B-a ba ou mixte, il s'agit bien de politique!

Une tendance semble se dessiner dans le paysage éducatif. On commence à se rendre à l'évidence que la globale, la galeuse, n'existe nulle part. Et donc, c'est la mixte qui serait responsable de l'échec persistant de l'apprentissage de la lecture...

Au moment où la recherche de consensus et d'accords avec l'opinion publique s'amplifie, un grand danger réapparaît dans la "comm" qui dirige le monde. Nous le connaissons depuis longtemps. On me dit que Natacha Polony, journaliste, soutien de Brighelli et de tout ce que le paysage éducatif compte de conservateurs, qui avait fait un portrait de moi au vitriol, de type "Wanted avec photo" sous le titre "PF, héraut du stalinisme pédagogique" (NB), qui a largement participé au dénigrement des pédagogues, reconnaît enfin que la méthode globale n'existe pas. Elle en conclut que c'est la "méthode mixte" qui est coupable de l'échec massif, persistant, de l'apprentissage de la lecture.

Le combat pour la réussite scolaire pour tous va devoir s'adapter. Il faudra des années pour que Natacha Polony et tant d'autres penseurs se rendent compte que les "méthodes mixtes" sont quasiment toujours une imposture, un habillage du b-a ba, pour lui donner une apparence plus intelligente. Quelques pages, au début des manuels, d'écrits proches du réel pour s'en libérer très vite et plonger dans la mécanique hors sol avec une meilleure conscience. On n’en sort pas.

C’est évidemment une question pédagogique, une conception des apprentissages et de la place de l’intelligence dans ces apprentissages. C’est une question politique au sens où il s’agit en fait de démocratie, de lutte contre les inégalités, d’émancipation, de liberté.
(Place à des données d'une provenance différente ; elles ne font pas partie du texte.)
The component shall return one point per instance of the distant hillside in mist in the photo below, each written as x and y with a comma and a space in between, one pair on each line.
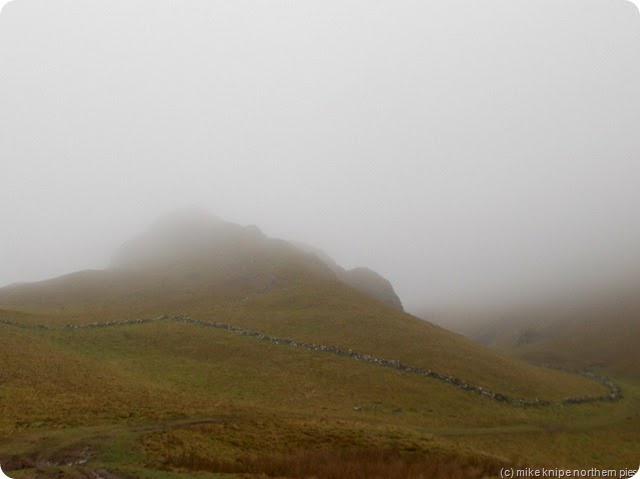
200, 241
602, 335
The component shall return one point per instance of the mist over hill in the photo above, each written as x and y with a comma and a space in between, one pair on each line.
205, 245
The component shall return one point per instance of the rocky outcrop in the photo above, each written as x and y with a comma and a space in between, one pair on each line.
371, 283
363, 279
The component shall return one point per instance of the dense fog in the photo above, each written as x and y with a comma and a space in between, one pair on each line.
473, 153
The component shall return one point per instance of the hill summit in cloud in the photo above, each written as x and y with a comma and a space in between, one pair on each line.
208, 245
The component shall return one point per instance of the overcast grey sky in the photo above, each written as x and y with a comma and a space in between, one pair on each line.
469, 151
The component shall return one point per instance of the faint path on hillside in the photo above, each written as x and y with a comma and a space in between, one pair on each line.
614, 393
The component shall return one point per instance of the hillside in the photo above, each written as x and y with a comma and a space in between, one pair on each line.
209, 347
602, 337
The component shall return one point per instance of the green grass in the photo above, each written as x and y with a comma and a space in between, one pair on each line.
169, 400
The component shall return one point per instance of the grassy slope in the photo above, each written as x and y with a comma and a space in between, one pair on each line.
166, 396
175, 395
303, 304
603, 338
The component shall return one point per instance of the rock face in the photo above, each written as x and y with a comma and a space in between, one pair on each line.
362, 279
371, 283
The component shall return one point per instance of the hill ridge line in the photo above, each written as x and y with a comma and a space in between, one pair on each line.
613, 395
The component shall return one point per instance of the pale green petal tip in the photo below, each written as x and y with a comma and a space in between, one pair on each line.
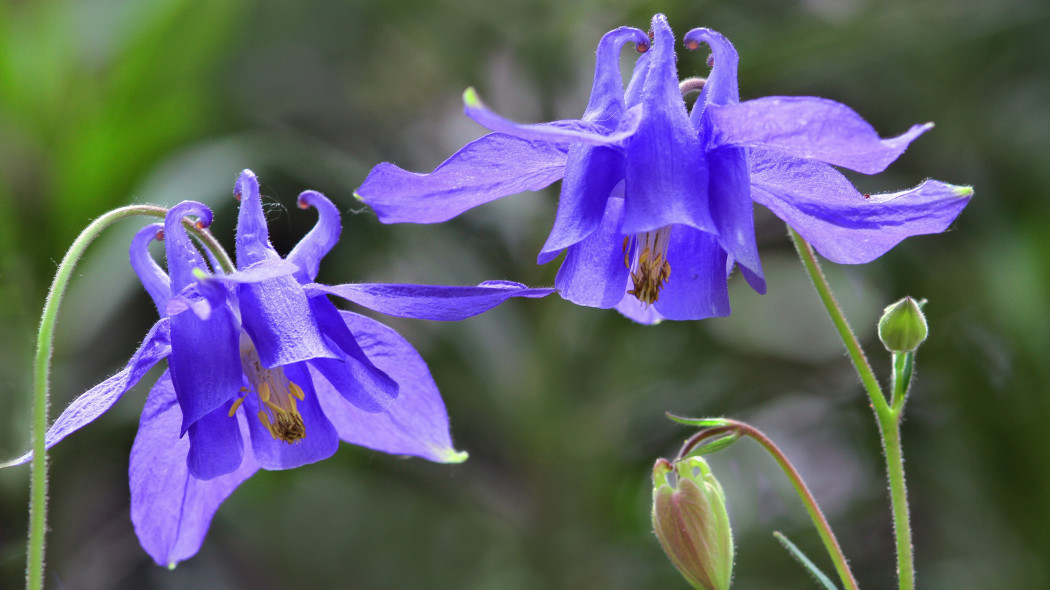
470, 99
453, 456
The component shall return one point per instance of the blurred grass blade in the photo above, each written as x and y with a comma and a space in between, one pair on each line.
801, 559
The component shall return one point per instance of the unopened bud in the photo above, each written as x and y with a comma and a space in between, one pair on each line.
691, 522
903, 325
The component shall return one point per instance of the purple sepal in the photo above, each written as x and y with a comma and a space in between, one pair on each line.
594, 271
99, 399
170, 509
666, 174
216, 445
840, 223
486, 169
416, 424
428, 301
811, 128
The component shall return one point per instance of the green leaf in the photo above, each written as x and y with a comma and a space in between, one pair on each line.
801, 559
698, 422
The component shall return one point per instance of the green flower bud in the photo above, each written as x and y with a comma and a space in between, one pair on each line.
903, 325
691, 522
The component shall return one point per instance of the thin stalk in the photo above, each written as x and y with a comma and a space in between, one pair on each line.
42, 367
887, 413
819, 521
848, 338
889, 426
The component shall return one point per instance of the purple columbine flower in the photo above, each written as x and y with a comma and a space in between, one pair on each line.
655, 208
264, 372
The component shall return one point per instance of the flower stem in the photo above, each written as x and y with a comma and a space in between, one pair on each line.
819, 521
889, 427
848, 338
42, 366
887, 413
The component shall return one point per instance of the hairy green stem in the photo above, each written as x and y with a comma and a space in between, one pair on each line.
889, 426
848, 338
819, 521
887, 413
42, 366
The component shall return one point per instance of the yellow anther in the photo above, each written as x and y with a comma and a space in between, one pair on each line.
645, 256
235, 405
264, 391
276, 395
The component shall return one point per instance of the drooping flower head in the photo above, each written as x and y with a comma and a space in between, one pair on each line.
264, 371
655, 208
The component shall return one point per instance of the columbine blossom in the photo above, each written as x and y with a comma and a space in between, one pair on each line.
264, 372
655, 208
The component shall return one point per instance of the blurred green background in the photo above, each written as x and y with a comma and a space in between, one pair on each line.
109, 102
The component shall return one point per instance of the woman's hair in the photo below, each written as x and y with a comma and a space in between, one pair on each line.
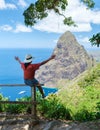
27, 64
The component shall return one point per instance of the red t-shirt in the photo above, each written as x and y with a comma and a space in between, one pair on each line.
29, 72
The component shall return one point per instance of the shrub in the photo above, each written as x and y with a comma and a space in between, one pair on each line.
53, 108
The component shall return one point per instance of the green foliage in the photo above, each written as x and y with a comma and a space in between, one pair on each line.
3, 106
92, 78
82, 96
39, 10
95, 40
89, 3
18, 108
52, 107
80, 100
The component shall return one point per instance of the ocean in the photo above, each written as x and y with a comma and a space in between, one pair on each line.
11, 72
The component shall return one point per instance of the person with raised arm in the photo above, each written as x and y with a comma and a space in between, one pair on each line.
29, 71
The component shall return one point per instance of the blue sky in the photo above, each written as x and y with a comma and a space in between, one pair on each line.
45, 34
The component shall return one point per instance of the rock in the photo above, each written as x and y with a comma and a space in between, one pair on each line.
71, 60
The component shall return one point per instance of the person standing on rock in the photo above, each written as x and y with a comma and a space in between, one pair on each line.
29, 71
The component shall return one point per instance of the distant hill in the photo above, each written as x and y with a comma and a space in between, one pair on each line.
71, 60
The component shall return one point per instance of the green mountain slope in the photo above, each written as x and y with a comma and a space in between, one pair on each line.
82, 95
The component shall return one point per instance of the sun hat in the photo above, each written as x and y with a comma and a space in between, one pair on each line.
28, 58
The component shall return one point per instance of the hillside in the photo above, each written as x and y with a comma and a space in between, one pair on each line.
70, 61
81, 96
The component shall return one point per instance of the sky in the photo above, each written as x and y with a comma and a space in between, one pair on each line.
45, 34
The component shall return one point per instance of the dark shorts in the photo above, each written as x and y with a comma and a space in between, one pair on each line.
31, 82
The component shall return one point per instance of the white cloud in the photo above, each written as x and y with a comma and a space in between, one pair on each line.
5, 28
82, 16
22, 28
4, 5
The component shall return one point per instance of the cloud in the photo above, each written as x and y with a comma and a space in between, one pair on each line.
5, 28
4, 5
82, 16
22, 28
22, 3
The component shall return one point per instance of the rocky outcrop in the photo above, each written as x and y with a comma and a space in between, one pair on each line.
71, 60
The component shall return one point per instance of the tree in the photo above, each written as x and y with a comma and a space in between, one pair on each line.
39, 10
95, 40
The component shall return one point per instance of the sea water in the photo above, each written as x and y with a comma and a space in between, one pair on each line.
11, 72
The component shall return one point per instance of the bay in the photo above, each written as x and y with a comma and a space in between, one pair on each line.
11, 72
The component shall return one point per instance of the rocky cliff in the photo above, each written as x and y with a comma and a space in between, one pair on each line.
71, 60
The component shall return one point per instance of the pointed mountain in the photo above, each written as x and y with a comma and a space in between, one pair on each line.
71, 60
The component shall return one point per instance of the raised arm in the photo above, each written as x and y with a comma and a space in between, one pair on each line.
44, 62
17, 58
Le passage du b-a ba à la mixture soulagera les politiques qui risqueront moins de déranger l'opinion publique, surtout en s'appuyant sur une pensée que l'on répand facilement: "Tous les enfants n'apprennent pas de la même manière", ce qui est vrai, mais ce qui permet le plus généralement, d'imposer le b-a ba aux enfants qui n'ont pas la chance d'avoir appris à lire vraiment, dans leur milieu, avant d'apprendre à déchiffrer, à l'école. Pour les enfants de pauvres, il faut évidemment des méthodes plus bêtes que pour les autres...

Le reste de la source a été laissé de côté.